Steel Mills

U.S. Steel Canada Seeks Creditor Protection Under CCAA

Written by John Packard


The steel market is scrambling to gather information as U.S. Steel Canada today announced they are initiating a court supervised restructuring of the Hamilton and Lake Erie steel mills (USS Canada) so that they can “compete in the North American steel market for the long term.” Metals and mining analysts told SMU this evening that Wall Street was considering this move as a positive. However, the Canadian government and the unions representing the Hamilton Works and Lake Erie Works workers may have differing opinions. At least one analyst suggested to SMU this evening that this could be a negotiation ploy. We were advised that the CCAA provision in Canada was completely discretionary. We have attached a link to Wikipedia for their take on the CCAA provisions.

Steel Market Update received the following press release from USS Canada earlier this evening:

September 16, 2014

U. S. STEEL CANADA ANNOUNCES INITIAL ORDER UNDER CCAA

Hamilton, Ontario, Canada – U. S. Steel Canada Inc., announced today, that it is initiating a Court supervised restructuring in order to create a restructured business that can compete in the North American steel market for the long term.

The Company has obtained a Court Order from the Ontario Superior Court of Justice for creditor protection under the Companies’ Creditors Arrangement Act (CCAA). The Order provides a stay of certain creditor claims against U. S. Steel Canada during the CCAA process and appoints Ernst and Young as monitor of U. S. Steel Canada.

Michael McQuade, President and General Manager of U. S. Steel Canada, said, “Despite substantial efforts over the past several years to make U. S. Steel Canada profitable, it is clear that restructuring U. S. Steel Canada is critical to improving our long-term business outlook. Operational changes, cost reduction initiatives and streamlining of operations cannot on their own make it competitive in the current environment. Entering CCAA was the only responsible course of action under the circumstances and it was taken only after all other options were thoroughly explored.”

“To be successful, this process will require a commitment from all relevant stakeholders to pursue innovative solutions that will create a restructured business that can compete in the North American market for the long term. We are grateful for the continuing support of our customers, suppliers and employees at this time and look forward to working together to develop an appropriate solution for the benefit of stakeholders.”

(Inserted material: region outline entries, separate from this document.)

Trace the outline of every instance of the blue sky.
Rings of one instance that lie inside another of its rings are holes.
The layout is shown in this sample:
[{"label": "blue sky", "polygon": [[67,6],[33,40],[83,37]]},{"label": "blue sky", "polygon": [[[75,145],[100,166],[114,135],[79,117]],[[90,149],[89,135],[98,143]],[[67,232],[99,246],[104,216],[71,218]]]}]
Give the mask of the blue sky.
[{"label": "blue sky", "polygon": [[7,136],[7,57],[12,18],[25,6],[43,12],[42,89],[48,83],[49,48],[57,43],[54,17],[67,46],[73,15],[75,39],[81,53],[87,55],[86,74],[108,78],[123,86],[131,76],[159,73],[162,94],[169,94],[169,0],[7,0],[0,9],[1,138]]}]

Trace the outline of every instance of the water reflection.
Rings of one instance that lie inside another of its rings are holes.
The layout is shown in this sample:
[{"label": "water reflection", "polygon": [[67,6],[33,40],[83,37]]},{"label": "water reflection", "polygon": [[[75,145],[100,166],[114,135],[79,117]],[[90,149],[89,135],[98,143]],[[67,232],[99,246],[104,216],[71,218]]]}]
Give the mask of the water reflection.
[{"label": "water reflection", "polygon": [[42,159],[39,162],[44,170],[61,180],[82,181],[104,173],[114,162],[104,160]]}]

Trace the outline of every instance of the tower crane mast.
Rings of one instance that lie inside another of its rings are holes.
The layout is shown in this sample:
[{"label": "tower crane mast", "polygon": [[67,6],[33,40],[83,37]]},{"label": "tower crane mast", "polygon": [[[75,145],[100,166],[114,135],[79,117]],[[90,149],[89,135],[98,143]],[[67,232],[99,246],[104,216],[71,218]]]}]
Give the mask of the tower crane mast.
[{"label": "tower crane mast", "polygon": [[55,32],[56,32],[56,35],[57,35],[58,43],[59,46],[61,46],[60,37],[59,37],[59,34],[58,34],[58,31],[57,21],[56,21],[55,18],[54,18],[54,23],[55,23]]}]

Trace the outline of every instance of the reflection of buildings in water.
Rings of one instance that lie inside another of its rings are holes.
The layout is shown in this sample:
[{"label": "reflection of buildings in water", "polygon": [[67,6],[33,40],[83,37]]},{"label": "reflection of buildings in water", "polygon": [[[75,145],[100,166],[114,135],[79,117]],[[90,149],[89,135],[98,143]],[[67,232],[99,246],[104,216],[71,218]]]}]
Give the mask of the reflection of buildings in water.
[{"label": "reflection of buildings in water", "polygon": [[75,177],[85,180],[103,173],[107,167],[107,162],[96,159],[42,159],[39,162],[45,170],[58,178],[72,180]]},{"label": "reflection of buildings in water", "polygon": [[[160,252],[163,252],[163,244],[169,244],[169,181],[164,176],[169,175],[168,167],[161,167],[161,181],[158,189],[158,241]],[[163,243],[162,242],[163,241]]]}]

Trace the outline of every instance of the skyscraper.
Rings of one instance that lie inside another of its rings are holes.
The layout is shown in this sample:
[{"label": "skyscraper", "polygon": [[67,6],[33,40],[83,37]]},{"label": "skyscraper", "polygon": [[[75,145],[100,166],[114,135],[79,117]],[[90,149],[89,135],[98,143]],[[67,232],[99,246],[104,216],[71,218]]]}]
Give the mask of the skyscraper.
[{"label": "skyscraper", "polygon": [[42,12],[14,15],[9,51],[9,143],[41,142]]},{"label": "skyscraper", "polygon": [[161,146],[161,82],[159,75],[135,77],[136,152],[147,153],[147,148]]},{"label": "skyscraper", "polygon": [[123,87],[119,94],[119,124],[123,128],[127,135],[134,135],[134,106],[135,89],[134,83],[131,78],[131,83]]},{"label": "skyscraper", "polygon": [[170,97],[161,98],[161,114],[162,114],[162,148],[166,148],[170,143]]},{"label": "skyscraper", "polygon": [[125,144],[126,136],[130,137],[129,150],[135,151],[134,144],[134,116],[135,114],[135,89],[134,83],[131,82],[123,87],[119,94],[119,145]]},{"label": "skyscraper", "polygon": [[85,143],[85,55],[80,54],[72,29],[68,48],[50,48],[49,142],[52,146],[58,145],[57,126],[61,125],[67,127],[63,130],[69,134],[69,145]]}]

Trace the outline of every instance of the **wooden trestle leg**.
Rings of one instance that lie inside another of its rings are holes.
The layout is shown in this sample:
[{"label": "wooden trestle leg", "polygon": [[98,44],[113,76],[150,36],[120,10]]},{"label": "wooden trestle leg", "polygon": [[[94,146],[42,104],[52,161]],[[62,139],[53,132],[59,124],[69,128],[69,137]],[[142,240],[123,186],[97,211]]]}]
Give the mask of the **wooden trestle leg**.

A new $185 million credit facility will be put in place to provide funding for the company to operate through the CCAA process. Specifically, U. S. Steel Canada has a commitment from its parent company, U.S. Steel, to provide a debtor-in-possession (“DIP”) credit facility to finance its operations during the CCAA. Court approval for this credit facility, including all of its terms and conditions, will be sought at the next hearing (in approximately 3 weeks).

Under the CCAA process U. S. Steel Canada will carry on business as usual while it develops and implements a comprehensive restructuring solution.

U. S. Steel Canada also announced the appointment of William Aziz of Blue Tree Advisors II Inc., as Chief Restructuring Officer of the Company, effective immediately. Mr. Aziz is one of Canada’s leading restructuring advisors and has over 20 years of restructuring experience across a diverse range of industries including steel and manufacturing. Reporting directly to board of directors of U. S. Steel Canada, Mr. Aziz will be responsible for directing the restructuring process, working in onjunction with the Company’s senior management.

Ernst and Young will make information relevant to the restructuring process available on their website at www.ey.com/ca/USSC.